Rules are introduced at three levels: the basic game, the advanced game, and a tournament game, as well as optional rules players can include as they choose. The advanced game adds special unit abilities, supply restrictions, air war and strategic bombing, naval invasions, commando raids, special desert supply restrictions, etc. Tournament play was intended for play at game conventions such as the annual world board-gaming convention in Harrisburg, Pa.
The nice thing about Blitzkrieg is that it uses a system that is similar to most other hex and counter games, so once one learns one game, the learning curve of a similar game is not as steep. Such is the case with many of the old Avalon Hill Classics. Once you learned one game all of the others played the same way with some minor variation, only the campaign is different.
The basic play used unit types and combat ratings. As expected, infantry would have different abilities from armor or artillery. Each unit had ratings printed in large print on the piece, ("chits" or counters as they are called). For example, take a 1-4 infantry brigade. The "4" is the movement factor per turn, so the unit can move four hexes in clear terrain per turn. Movement along a road is 1/3, so a 1-4 infantry can move 12 hexes if moved solely along a road. Each side is permitted to move all of their units up to their full movement allowance. The first rating, the "1" in this case, is the combat factor. Combat is worked out in odds, so that if one moves his 1-4 infantry next to the enemies’ 1-4 infantry, the combat odds are 1-1 (not very good in combat). There is nothing preventing one from ganging up on an enemy unit, and in fact this is the general tactic even in real life. So if one brought up another brigade into the attack there would be two 1-4 infantry brigades against the enemy's single brigade for 2-1 odds. For example, if the enemy had a 4-4 infantry division sitting on a clear hex and on their turn a player brings up three 4-4 infantry divisions adjacent to have combat, this would be at 12-4 odds, which reduce to 3-1. Then one would consult the combat results table under the 3-1 column and roll the die. The results would resolve the combat and tell what losses there were, and who had to retreat. Obviously, higher odds will favor that side.

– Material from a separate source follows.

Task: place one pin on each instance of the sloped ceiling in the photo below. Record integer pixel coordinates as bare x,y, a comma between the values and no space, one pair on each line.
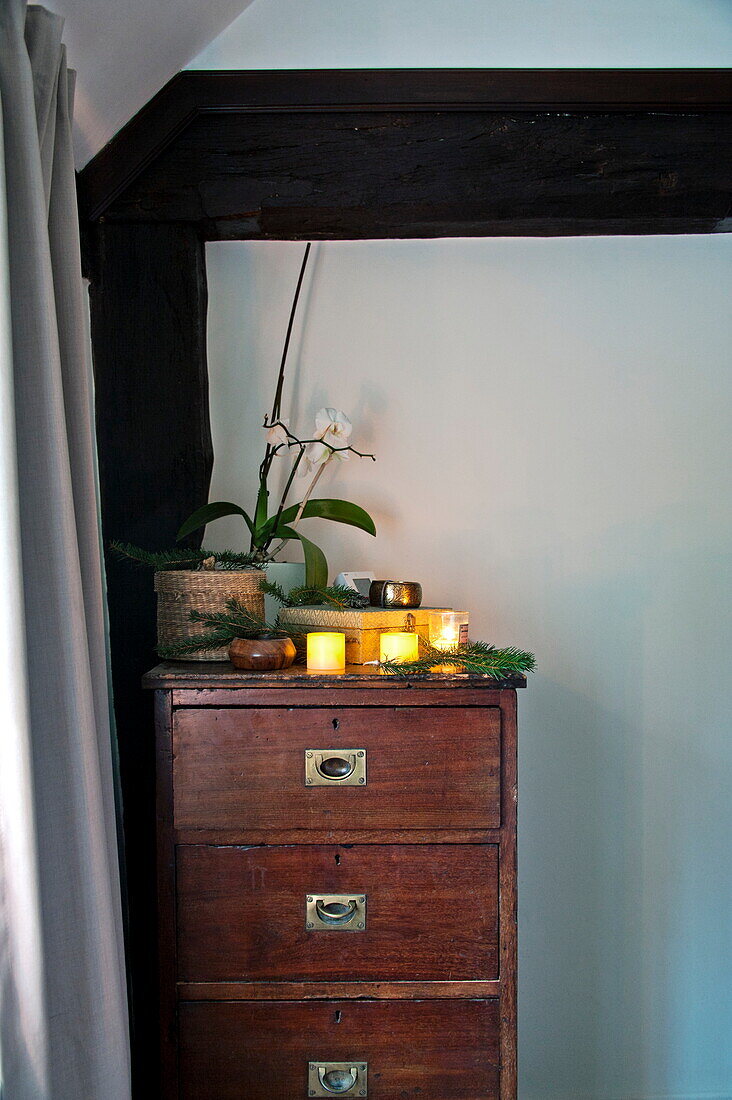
124,51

Also in combat, terrain affects combat. A defender in a city or mountain would have their defense rating doubled. For example, a 1-4 infantry in the mountains would defend as a combat rating of 2. Odds are rounded in favor of the defender. From the example above if that 4-4 infantry was defending in a city against those three 4-4 infantry, the odds would now be 12-8, only 1-1 odds (better bring up more attacking troops).
When Blitzkrieg came out this type of map wargame was relatively new, so this game was very novel in its time. It is still a good two player game and there is enough variation so it won't get stale. It has a WWII or early cold war feel to it. The two antagonists are abstract, Big Red and Great Blue, which had more to do with the simple printing colors Avalon Hill used back in the early 1960's than any national commentary.
In the late seventies and eighties many panned Blitzkrieg since many games seemed to grind to a stalemate in the middle of the map. But as a training game this isn't such a bad thing, since that can give a new gamer some confidence to play to a draw.